Media capture is a growing phenomenon linked both to the resurgence of authoritarian governments as well as to the structural weaknesses presently afflicting media markets. In this environment, the political elite and economic barons are colluding to undermine the independence of privately-owned media through control of advertising revenue.
In Kenya, the government has made operations of media houses unbearable since it stopped directly advertising in the print and electronic media and instead introduced My Gov, a publication of the Government Advertising Agency that is published in local newspaper once or twice per week.
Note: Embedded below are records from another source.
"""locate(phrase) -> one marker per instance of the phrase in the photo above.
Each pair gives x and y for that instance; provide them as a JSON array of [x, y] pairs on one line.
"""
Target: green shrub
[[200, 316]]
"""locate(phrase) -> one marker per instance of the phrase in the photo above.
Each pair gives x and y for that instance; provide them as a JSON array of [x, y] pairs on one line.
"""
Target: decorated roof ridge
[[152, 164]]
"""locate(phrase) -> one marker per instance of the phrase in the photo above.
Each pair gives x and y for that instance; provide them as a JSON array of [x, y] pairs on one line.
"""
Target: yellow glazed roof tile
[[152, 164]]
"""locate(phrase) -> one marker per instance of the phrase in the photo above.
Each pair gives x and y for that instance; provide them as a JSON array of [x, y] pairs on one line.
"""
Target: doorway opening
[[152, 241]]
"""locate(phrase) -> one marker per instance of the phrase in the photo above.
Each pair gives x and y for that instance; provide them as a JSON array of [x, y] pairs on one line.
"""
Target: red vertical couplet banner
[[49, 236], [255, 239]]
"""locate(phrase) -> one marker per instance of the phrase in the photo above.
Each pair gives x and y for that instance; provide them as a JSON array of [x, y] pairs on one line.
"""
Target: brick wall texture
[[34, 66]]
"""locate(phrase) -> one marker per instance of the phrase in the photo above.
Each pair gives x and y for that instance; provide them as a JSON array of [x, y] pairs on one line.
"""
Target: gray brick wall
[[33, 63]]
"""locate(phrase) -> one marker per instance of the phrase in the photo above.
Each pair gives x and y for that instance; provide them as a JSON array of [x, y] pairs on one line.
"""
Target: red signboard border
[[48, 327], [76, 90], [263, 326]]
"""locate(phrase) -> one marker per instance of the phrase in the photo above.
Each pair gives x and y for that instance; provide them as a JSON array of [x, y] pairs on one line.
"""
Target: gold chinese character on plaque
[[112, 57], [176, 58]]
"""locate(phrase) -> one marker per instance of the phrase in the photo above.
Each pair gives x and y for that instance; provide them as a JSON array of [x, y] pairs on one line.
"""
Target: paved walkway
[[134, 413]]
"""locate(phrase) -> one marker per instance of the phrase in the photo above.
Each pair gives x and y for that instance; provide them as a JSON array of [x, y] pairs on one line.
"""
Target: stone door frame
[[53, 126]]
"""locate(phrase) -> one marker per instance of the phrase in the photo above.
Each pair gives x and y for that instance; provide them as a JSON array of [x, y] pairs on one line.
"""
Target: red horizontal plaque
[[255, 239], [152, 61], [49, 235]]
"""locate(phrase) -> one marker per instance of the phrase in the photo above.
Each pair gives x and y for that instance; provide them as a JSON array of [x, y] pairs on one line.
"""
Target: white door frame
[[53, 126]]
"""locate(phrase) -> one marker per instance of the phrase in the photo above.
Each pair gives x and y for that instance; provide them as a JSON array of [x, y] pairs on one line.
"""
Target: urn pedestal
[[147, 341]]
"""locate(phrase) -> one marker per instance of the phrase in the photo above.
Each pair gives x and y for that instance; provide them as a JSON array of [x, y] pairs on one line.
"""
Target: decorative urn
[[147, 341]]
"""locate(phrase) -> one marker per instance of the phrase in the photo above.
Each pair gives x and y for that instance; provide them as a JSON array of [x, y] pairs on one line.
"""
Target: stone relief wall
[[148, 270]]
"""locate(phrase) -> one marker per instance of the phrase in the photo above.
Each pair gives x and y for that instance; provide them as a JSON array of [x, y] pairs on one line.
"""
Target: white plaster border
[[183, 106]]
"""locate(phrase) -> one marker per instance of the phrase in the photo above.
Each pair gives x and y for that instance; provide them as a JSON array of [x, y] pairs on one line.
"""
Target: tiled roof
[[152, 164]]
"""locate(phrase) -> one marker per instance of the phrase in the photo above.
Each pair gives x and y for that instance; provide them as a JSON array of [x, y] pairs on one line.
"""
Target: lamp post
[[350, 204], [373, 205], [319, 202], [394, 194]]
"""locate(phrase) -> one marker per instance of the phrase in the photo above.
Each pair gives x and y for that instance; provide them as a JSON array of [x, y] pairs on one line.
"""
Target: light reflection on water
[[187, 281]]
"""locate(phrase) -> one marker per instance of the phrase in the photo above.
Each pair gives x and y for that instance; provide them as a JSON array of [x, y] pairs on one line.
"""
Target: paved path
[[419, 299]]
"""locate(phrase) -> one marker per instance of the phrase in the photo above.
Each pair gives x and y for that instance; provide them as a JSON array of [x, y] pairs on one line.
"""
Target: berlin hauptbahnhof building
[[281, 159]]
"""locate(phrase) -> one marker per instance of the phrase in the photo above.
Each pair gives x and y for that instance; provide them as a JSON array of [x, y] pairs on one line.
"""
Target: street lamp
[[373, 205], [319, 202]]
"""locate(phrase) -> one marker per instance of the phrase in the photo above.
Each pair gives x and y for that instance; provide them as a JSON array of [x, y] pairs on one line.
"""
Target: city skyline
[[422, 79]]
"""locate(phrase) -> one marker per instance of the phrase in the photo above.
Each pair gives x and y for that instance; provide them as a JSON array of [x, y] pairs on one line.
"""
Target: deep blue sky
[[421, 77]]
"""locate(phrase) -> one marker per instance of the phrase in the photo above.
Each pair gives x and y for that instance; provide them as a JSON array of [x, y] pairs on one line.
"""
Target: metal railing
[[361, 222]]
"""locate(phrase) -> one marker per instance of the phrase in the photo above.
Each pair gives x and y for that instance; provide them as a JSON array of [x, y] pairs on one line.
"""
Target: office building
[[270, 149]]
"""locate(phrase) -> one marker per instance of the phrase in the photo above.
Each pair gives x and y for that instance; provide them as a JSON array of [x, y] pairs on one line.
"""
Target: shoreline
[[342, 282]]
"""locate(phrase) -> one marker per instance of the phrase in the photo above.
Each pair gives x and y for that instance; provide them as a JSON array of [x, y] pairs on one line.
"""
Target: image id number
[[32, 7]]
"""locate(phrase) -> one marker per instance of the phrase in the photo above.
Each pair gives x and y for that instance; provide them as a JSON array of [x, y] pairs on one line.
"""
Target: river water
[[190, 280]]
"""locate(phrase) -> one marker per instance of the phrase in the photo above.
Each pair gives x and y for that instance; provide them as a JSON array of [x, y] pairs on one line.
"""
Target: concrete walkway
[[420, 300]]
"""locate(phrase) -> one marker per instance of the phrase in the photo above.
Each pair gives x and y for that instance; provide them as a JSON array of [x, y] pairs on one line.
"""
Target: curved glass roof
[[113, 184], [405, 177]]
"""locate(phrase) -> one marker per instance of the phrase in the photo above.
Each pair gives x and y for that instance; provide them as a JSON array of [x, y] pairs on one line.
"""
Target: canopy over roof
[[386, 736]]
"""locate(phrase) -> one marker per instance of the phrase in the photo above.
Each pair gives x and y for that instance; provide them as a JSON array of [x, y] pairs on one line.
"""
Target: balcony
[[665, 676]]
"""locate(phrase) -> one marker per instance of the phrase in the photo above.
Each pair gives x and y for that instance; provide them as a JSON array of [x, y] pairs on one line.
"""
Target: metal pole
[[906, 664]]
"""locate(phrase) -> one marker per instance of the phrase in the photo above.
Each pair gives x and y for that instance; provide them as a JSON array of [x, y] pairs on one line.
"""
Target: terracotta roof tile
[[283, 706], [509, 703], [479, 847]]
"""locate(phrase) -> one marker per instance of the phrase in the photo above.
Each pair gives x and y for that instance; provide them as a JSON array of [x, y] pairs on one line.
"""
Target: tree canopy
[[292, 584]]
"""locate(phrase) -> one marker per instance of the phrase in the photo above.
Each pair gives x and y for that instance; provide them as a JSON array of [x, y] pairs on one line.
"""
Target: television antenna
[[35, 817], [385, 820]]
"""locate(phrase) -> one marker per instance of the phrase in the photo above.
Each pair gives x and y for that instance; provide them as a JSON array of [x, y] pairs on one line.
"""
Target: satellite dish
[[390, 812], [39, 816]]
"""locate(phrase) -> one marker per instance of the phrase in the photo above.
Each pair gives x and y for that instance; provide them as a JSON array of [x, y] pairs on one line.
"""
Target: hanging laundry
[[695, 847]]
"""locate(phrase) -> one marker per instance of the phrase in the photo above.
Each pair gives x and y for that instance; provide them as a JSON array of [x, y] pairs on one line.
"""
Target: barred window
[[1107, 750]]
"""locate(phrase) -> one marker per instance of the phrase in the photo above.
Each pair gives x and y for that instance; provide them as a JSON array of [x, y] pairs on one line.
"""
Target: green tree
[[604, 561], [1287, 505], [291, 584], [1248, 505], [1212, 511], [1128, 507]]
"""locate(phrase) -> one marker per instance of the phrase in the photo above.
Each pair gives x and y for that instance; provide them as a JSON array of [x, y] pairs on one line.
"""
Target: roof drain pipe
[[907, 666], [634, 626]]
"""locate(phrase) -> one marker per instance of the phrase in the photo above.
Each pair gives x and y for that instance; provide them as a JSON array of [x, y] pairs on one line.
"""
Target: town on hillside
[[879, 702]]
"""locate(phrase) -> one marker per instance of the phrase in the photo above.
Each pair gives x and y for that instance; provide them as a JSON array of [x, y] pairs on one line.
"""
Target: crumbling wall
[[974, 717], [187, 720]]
Media houses profits have dwindled immensely since the introduction of the GAA as they used get nearly 70 percent of their advertising revenue from both the national and county governments and other state agencies.
President Uhuru Kenyatta and His Highness the Aga Khan Nation Media Group majority shareholder when he visited Kenya recently. PHOTO/PSCU
The Daily Nation on Tuesday wrote an article detailing how the media industry is suffering after the Jubilee administration centralised advertisements under GAA, which procures services on behalf of ministries, departments and agencies, but fails to pay for the same.
The newspaper followed the story with an editorial that called for the punishment of officers who fail to pay suppliers, saying their conduct was denting the government’s image.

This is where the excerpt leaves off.